Dans un monde idéal, je dirais que oui…L’image de la vie politique serait meilleure si les citoyens percevaient, chez les politiques,  plus de tolérance et de compréhension des bonnes raisons de penser et d’agir de l’autre camp… C’est le rêve d’une démocratie du consensus, où l’on se parle, l’on se respecte et l’on admet que l’autre peut avoir raison.  Mais comme on l’a vu juste avant, le conflit et le clivage sont inhérents à l’action politique et même au discours politique. Une politique plus consensuelle, moins clivante, ne serait possible que dans un monde sans perdants. Or, la réalité de nos sociétés et de nos économies, c’est qu’il y a des perdants et des gagnants : la répartition des richesses, l’accès inégal au pouvoir, au savoir, sont des réalités dures de nos sociétés.
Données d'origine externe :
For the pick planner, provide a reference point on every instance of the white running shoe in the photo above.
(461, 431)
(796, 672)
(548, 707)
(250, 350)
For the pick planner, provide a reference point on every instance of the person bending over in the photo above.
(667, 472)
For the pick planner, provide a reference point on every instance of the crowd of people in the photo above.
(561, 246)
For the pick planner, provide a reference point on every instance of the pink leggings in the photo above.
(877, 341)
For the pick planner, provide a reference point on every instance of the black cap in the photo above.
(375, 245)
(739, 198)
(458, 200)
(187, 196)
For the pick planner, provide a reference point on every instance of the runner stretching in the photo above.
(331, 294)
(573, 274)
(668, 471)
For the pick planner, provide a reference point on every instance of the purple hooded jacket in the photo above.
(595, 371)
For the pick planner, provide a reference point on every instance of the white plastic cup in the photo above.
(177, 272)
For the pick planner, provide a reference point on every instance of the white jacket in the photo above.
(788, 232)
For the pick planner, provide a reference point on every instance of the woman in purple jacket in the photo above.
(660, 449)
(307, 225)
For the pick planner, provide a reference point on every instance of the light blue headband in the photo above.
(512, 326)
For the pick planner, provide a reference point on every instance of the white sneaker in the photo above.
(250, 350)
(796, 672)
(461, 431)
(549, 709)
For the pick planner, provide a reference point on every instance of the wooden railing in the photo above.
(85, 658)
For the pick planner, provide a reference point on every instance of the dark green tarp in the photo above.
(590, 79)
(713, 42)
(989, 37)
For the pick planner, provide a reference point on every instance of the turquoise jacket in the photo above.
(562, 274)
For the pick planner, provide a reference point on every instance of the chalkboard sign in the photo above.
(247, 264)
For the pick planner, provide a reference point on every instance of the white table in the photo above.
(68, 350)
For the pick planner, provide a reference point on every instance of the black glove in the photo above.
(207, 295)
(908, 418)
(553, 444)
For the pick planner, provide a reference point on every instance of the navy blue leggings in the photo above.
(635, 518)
En France, la crise des Gilets jaunes a montré qu’une explosion de colère sans précédent dans le pays depuis des décennies et sans équivalent en Europe avait fait bouger des lignes : des aides ont été dégagées, des décisions prises et d’autres remises en cause. Cela restera un marqueur pour de longues décennies en France, un puissant révélateur des points négatifs et positifs de notre système démocratique : l’explosion de colère qui oblige le pouvoir à écouter et la capacité des institutions démocratiques à répondre (en partie seulement).